The Games Long Term Disability Insurers Play - Game #2: Hide the Ball
Updated: Jun 18, 2019
The Fifth Circuit chastised the Life Insurance Company of North America (LINA), a CIGNA company, for playing this game. Facts of the Case
The decedent, David White, was driving down the highway one afternoon when his car went straight on a curve resulting in a head-on collision with an oncoming truck.
The beneficiary, Edith White, was a passenger in the vehicle at the time.
David was still alive at the accident scene.
Paramedics claimed that there was alcohol on David’s breath and a trooper took a blood sample.
At the hospital, David also provided a urine sample. The hospital’s toxicology analysis found the test was negative for alcohol, but positive for amphetamines, cocaine, opiates, benzodiazepine, and cannabinoids. The reports, however, only confirmed the presence of the drug and not the amount. No additional testing was done.
David later died from a massive stroke brought on by his injuries.
Edith filed a claim for life insurance benefits, which LINA denied contending an intoxication exclusion applied since David had ingested substances at some point.
Suit was filed, and the district court agreed with LINA.
However, the district court had glossed over the fact that LINA had withheld a critical report during the claim process.

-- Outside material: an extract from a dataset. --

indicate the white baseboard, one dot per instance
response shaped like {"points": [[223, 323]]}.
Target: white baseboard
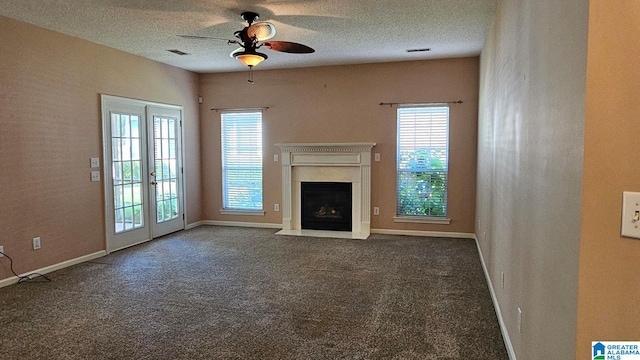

Dr. Fochtman had written a report, honestly noting that, because there was no testing as to the level of intoxication, it was impossible to evaluate whether the insured was intoxicated. Thus, it was impossible to determine if the presence of the various drugs affected David at all.
LINA, however, refused to make this evidence known and did not produce this report during the claim process. Instead, it ignored the report and manufactured other reasons to deny the claim.
The Fifth Circuit did not like this ‘game’ and found that, as a matter of law, there was no proof that David was intoxicated or under the influence.
Assumptions are nothing more than speculation, and that constituted an abuse of discretion. The Court particularly noted that LINA’s conflict-of-interest affected the benefit decision, and, so, in accordance with the Supreme Court’s direction in MetLife v. Glenn, it not only reversed the decision but instructed the district court to enter judgment in Edith White’s favor. White v. Life Insurance Company of North America, No. 17-30356, __F.3d__, 2018 WL 2978641 (5th Cir. June 13, 2018). The game played here of "hiding the ball" or hiding evidence is seen in many cases with this insurer. Our decades of experience give us the tools necessary to note when an insurer is withholding documents. It takes hours of in-depth research into the claim record to ascertain this, but it is necessary in order to provide diligent and excellent representation. Experience is a requisite to understanding of the claim process, the laws regulating that process, and knowledge of what should be in the claim record. This experience is an asset for our clients, who need to know when this game is being played. The unfairness of ERISA is felt personally by deserving clients who are denied their benefit. We endeavor to correct this injustice, and it is nice to see that some courts will not play to these games.